Pitt also ranked 30th in Best Colleges for Veterans, which lists the top-ranked schools that make pursuing a college education more affordable for veterans.

Other rankings for Pitt, based on peer assessment surveys, included:

  • Most Innovative Schools: 50, out of 83 schools

  • Best Undergraduate Business Programs: 38, out of 511

  • Best Undergraduate Computer Science Programs: 52, out of 481

  • Best Undergraduate Engineering Programs: 53, out of 206

Overall, the top national universities were the same as last year: Princeton, Harvard, Columbia, with MIT and Yale tied for fourth.

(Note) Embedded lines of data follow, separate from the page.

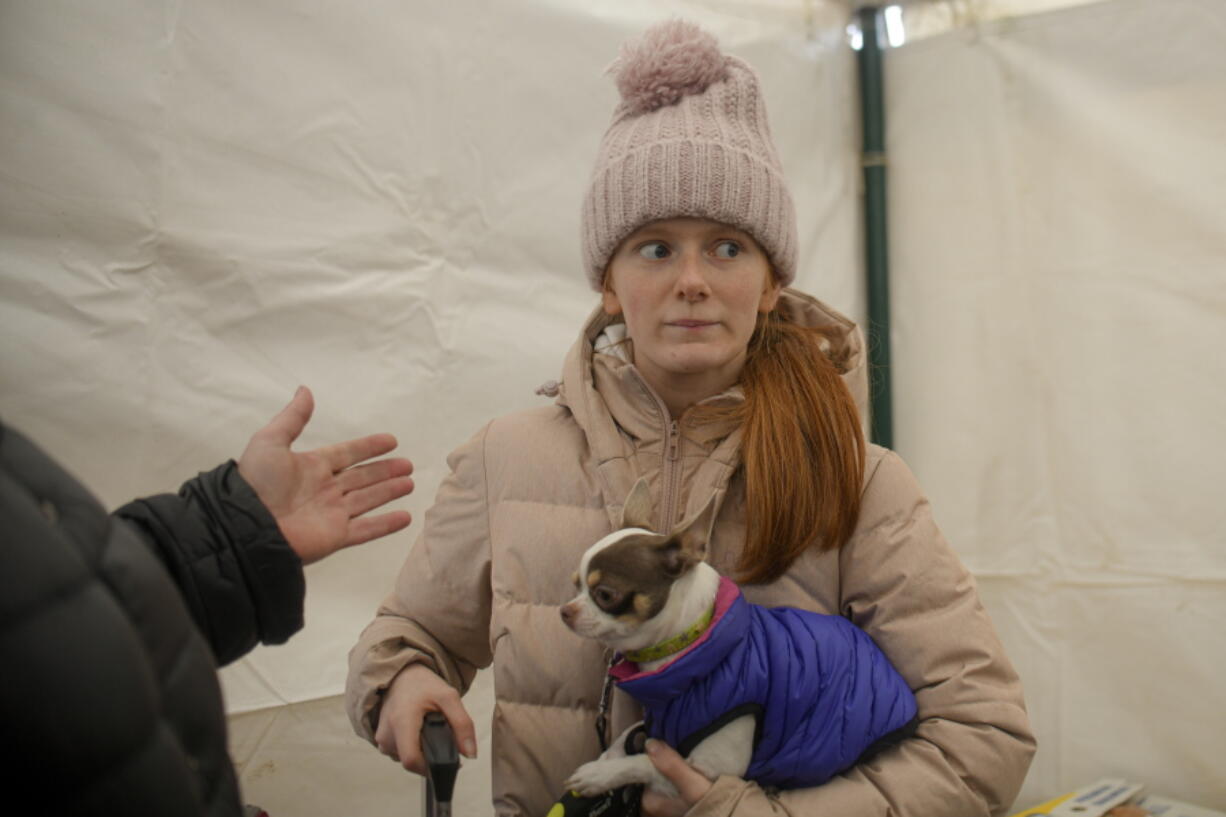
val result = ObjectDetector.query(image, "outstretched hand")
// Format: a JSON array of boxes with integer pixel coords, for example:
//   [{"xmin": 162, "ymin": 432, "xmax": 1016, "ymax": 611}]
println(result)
[
  {"xmin": 640, "ymin": 739, "xmax": 713, "ymax": 817},
  {"xmin": 238, "ymin": 386, "xmax": 414, "ymax": 564}
]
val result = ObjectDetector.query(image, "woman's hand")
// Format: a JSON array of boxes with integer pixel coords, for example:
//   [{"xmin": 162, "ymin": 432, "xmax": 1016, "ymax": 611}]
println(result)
[
  {"xmin": 640, "ymin": 739, "xmax": 714, "ymax": 817},
  {"xmin": 238, "ymin": 386, "xmax": 414, "ymax": 564},
  {"xmin": 374, "ymin": 664, "xmax": 478, "ymax": 774}
]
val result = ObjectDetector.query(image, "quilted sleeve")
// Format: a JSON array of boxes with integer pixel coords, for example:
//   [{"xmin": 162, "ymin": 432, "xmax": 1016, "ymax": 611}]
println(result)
[
  {"xmin": 345, "ymin": 422, "xmax": 495, "ymax": 740},
  {"xmin": 115, "ymin": 460, "xmax": 304, "ymax": 666}
]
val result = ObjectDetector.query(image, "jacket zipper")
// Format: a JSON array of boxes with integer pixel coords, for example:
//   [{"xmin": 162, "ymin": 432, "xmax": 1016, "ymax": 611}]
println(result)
[
  {"xmin": 638, "ymin": 375, "xmax": 684, "ymax": 532},
  {"xmin": 661, "ymin": 418, "xmax": 682, "ymax": 532}
]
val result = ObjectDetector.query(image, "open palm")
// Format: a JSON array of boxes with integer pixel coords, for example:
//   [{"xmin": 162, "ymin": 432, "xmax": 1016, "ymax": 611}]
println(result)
[{"xmin": 238, "ymin": 387, "xmax": 414, "ymax": 564}]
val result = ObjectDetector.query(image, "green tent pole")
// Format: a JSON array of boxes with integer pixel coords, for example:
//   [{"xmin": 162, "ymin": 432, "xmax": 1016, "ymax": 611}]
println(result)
[{"xmin": 856, "ymin": 6, "xmax": 894, "ymax": 448}]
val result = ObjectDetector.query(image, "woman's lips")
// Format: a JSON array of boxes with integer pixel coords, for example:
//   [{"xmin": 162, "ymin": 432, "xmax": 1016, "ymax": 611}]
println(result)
[{"xmin": 669, "ymin": 320, "xmax": 717, "ymax": 328}]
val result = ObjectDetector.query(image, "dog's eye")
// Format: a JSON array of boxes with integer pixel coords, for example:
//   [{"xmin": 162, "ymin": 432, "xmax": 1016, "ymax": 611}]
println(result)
[{"xmin": 592, "ymin": 586, "xmax": 623, "ymax": 609}]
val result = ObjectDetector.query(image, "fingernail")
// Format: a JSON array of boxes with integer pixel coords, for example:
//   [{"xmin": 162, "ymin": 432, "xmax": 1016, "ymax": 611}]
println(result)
[
  {"xmin": 463, "ymin": 739, "xmax": 477, "ymax": 758},
  {"xmin": 645, "ymin": 738, "xmax": 660, "ymax": 755}
]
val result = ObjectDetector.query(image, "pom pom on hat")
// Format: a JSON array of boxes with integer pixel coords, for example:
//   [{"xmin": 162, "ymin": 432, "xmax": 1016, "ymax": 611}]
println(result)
[{"xmin": 610, "ymin": 19, "xmax": 728, "ymax": 115}]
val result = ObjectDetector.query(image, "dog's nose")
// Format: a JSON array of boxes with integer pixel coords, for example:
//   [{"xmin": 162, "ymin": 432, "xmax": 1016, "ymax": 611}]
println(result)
[{"xmin": 560, "ymin": 604, "xmax": 575, "ymax": 626}]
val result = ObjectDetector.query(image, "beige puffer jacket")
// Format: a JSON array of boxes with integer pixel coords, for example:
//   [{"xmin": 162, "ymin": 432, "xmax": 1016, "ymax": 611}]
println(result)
[{"xmin": 346, "ymin": 290, "xmax": 1035, "ymax": 817}]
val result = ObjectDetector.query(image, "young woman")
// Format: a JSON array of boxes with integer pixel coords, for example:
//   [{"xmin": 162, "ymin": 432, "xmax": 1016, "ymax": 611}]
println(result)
[{"xmin": 346, "ymin": 20, "xmax": 1034, "ymax": 817}]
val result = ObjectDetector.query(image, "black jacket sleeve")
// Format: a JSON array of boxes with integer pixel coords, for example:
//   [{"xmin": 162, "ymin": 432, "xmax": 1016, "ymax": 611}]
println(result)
[{"xmin": 116, "ymin": 461, "xmax": 305, "ymax": 665}]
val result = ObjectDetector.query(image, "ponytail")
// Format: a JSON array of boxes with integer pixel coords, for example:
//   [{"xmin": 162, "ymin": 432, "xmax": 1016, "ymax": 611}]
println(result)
[{"xmin": 705, "ymin": 310, "xmax": 865, "ymax": 584}]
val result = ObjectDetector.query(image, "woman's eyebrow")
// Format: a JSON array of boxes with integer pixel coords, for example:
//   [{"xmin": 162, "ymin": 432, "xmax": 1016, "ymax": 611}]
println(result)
[
  {"xmin": 627, "ymin": 226, "xmax": 677, "ymax": 242},
  {"xmin": 629, "ymin": 224, "xmax": 749, "ymax": 243}
]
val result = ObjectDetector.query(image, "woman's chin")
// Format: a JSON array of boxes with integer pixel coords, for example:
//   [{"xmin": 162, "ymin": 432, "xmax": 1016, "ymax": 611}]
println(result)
[{"xmin": 659, "ymin": 350, "xmax": 742, "ymax": 378}]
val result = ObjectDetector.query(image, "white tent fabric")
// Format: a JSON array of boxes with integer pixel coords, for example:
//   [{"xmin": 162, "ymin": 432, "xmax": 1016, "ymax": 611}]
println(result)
[
  {"xmin": 885, "ymin": 0, "xmax": 1226, "ymax": 808},
  {"xmin": 1, "ymin": 0, "xmax": 1223, "ymax": 814}
]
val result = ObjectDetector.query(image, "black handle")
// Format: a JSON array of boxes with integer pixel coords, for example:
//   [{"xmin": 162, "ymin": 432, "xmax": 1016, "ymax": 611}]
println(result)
[{"xmin": 421, "ymin": 711, "xmax": 460, "ymax": 807}]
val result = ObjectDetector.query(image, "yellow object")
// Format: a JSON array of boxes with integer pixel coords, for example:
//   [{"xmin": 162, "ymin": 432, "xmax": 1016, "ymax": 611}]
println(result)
[
  {"xmin": 1009, "ymin": 793, "xmax": 1076, "ymax": 817},
  {"xmin": 546, "ymin": 804, "xmax": 565, "ymax": 817}
]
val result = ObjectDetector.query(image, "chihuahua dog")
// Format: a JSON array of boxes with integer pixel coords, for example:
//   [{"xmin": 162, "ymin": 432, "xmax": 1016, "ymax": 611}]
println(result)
[{"xmin": 559, "ymin": 479, "xmax": 918, "ymax": 799}]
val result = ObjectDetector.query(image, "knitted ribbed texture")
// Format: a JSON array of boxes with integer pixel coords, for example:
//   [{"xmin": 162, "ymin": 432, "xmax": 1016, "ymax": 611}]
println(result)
[{"xmin": 581, "ymin": 21, "xmax": 798, "ymax": 291}]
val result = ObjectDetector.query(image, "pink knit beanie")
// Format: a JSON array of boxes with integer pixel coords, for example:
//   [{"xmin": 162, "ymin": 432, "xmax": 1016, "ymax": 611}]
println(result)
[{"xmin": 581, "ymin": 20, "xmax": 798, "ymax": 291}]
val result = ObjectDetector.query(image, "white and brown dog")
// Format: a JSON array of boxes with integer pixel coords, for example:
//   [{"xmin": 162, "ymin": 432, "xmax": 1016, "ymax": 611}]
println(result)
[
  {"xmin": 559, "ymin": 478, "xmax": 918, "ymax": 799},
  {"xmin": 560, "ymin": 479, "xmax": 744, "ymax": 798}
]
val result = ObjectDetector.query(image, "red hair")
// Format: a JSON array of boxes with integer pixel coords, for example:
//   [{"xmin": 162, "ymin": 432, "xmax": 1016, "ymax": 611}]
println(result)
[{"xmin": 700, "ymin": 309, "xmax": 865, "ymax": 583}]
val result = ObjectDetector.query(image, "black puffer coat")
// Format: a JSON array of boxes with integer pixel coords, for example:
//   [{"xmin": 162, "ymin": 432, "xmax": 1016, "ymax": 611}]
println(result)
[{"xmin": 0, "ymin": 420, "xmax": 305, "ymax": 816}]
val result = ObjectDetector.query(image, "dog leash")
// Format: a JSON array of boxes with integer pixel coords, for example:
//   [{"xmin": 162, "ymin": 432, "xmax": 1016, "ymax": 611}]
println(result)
[
  {"xmin": 595, "ymin": 652, "xmax": 617, "ymax": 751},
  {"xmin": 555, "ymin": 654, "xmax": 645, "ymax": 817}
]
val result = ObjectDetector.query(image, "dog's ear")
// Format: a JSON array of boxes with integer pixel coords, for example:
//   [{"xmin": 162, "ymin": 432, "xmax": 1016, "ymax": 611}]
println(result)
[
  {"xmin": 670, "ymin": 492, "xmax": 719, "ymax": 563},
  {"xmin": 656, "ymin": 541, "xmax": 693, "ymax": 578},
  {"xmin": 621, "ymin": 477, "xmax": 654, "ymax": 531}
]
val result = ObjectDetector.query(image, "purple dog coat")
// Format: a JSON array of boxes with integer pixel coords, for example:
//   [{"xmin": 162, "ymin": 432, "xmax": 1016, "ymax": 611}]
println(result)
[{"xmin": 609, "ymin": 578, "xmax": 917, "ymax": 789}]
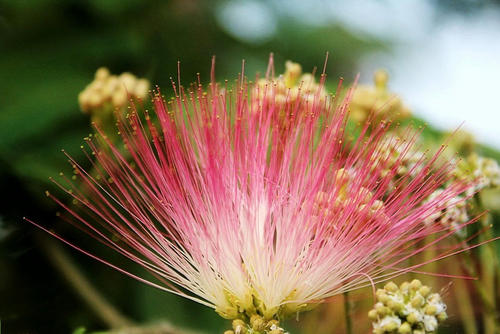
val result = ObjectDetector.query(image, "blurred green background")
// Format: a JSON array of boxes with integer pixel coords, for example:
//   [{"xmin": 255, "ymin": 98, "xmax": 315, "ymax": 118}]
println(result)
[{"xmin": 1, "ymin": 0, "xmax": 500, "ymax": 333}]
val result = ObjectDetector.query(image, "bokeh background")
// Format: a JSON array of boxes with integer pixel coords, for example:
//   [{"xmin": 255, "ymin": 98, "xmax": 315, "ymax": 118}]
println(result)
[{"xmin": 2, "ymin": 0, "xmax": 500, "ymax": 333}]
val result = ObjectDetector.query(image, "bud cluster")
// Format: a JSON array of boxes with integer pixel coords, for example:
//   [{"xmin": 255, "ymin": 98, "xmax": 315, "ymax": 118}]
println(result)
[
  {"xmin": 254, "ymin": 60, "xmax": 327, "ymax": 109},
  {"xmin": 423, "ymin": 189, "xmax": 468, "ymax": 237},
  {"xmin": 455, "ymin": 153, "xmax": 500, "ymax": 196},
  {"xmin": 350, "ymin": 70, "xmax": 411, "ymax": 123},
  {"xmin": 313, "ymin": 168, "xmax": 387, "ymax": 225},
  {"xmin": 373, "ymin": 135, "xmax": 425, "ymax": 181},
  {"xmin": 224, "ymin": 315, "xmax": 288, "ymax": 334},
  {"xmin": 78, "ymin": 67, "xmax": 149, "ymax": 113},
  {"xmin": 368, "ymin": 280, "xmax": 447, "ymax": 334}
]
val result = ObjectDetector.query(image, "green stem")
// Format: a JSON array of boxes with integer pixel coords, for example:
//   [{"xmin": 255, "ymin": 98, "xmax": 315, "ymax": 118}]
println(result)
[
  {"xmin": 105, "ymin": 322, "xmax": 203, "ymax": 334},
  {"xmin": 343, "ymin": 291, "xmax": 353, "ymax": 334},
  {"xmin": 38, "ymin": 235, "xmax": 134, "ymax": 329},
  {"xmin": 480, "ymin": 215, "xmax": 497, "ymax": 334},
  {"xmin": 452, "ymin": 265, "xmax": 477, "ymax": 334}
]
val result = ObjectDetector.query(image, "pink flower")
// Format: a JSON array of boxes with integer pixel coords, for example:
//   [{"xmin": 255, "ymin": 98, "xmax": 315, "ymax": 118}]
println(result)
[{"xmin": 31, "ymin": 59, "xmax": 473, "ymax": 321}]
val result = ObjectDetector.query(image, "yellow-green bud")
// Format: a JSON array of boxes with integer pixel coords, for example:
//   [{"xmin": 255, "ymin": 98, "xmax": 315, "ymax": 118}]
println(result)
[
  {"xmin": 224, "ymin": 331, "xmax": 235, "ymax": 334},
  {"xmin": 437, "ymin": 312, "xmax": 448, "ymax": 322},
  {"xmin": 407, "ymin": 312, "xmax": 419, "ymax": 324},
  {"xmin": 419, "ymin": 286, "xmax": 431, "ymax": 297},
  {"xmin": 398, "ymin": 322, "xmax": 411, "ymax": 334},
  {"xmin": 410, "ymin": 279, "xmax": 422, "ymax": 290},
  {"xmin": 250, "ymin": 314, "xmax": 265, "ymax": 331},
  {"xmin": 425, "ymin": 305, "xmax": 437, "ymax": 315},
  {"xmin": 95, "ymin": 67, "xmax": 110, "ymax": 80},
  {"xmin": 378, "ymin": 293, "xmax": 390, "ymax": 304},
  {"xmin": 368, "ymin": 309, "xmax": 378, "ymax": 320},
  {"xmin": 266, "ymin": 319, "xmax": 280, "ymax": 329},
  {"xmin": 411, "ymin": 295, "xmax": 425, "ymax": 308},
  {"xmin": 374, "ymin": 70, "xmax": 389, "ymax": 89},
  {"xmin": 232, "ymin": 319, "xmax": 247, "ymax": 334},
  {"xmin": 383, "ymin": 320, "xmax": 399, "ymax": 332},
  {"xmin": 375, "ymin": 304, "xmax": 390, "ymax": 316},
  {"xmin": 387, "ymin": 300, "xmax": 403, "ymax": 312},
  {"xmin": 384, "ymin": 282, "xmax": 399, "ymax": 293}
]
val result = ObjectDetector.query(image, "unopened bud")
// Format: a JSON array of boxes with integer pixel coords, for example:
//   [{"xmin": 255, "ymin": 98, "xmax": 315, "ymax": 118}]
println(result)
[
  {"xmin": 410, "ymin": 279, "xmax": 422, "ymax": 290},
  {"xmin": 232, "ymin": 319, "xmax": 247, "ymax": 334},
  {"xmin": 398, "ymin": 322, "xmax": 411, "ymax": 334},
  {"xmin": 384, "ymin": 281, "xmax": 398, "ymax": 293},
  {"xmin": 411, "ymin": 295, "xmax": 425, "ymax": 308},
  {"xmin": 250, "ymin": 314, "xmax": 265, "ymax": 331},
  {"xmin": 419, "ymin": 286, "xmax": 431, "ymax": 297}
]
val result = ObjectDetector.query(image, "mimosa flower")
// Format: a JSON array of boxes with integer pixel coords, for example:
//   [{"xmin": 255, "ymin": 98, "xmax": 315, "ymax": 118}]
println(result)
[{"xmin": 31, "ymin": 59, "xmax": 473, "ymax": 328}]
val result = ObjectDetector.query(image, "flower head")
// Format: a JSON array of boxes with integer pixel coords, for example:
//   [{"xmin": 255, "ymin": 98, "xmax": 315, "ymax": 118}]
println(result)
[{"xmin": 34, "ymin": 58, "xmax": 471, "ymax": 324}]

The top public schools list was led by UCLA, UC–Berkeley, University of Michigan, University of Virginia, and University of North Carolina.

Two of Pitt’s regional campuses also made the U.S. News Best Colleges list.

Pitt–Bradford was ranked 19th and Pitt–Johnstown was ranked 31st in Regional Colleges North, out of 57 schools.

Wall Street Journal/Times Higher Education

These annual rankings are based on 15 factors across four main categories, according to the Wall Street Journal: 40 percent from student outcomes, including graduates’ salaries and debt; 30 percent from academic resources, including how much the college spends on teaching; 20 percent from student engagement, including whether students feel prepared to use their education in the real world, and 10 percent from the learning environment, including the diversity of the student body and academic staff.

When compared to all of the other schools, Pitt’s Oakland campus ranked 93rd on outcomes, 138th on resources and 111th on engagement.

The University of Michigan was rated the top public college, while Harvard, MIT, Yale, Stanford, Brown and Duke (these two tied for fifth) led the list overall.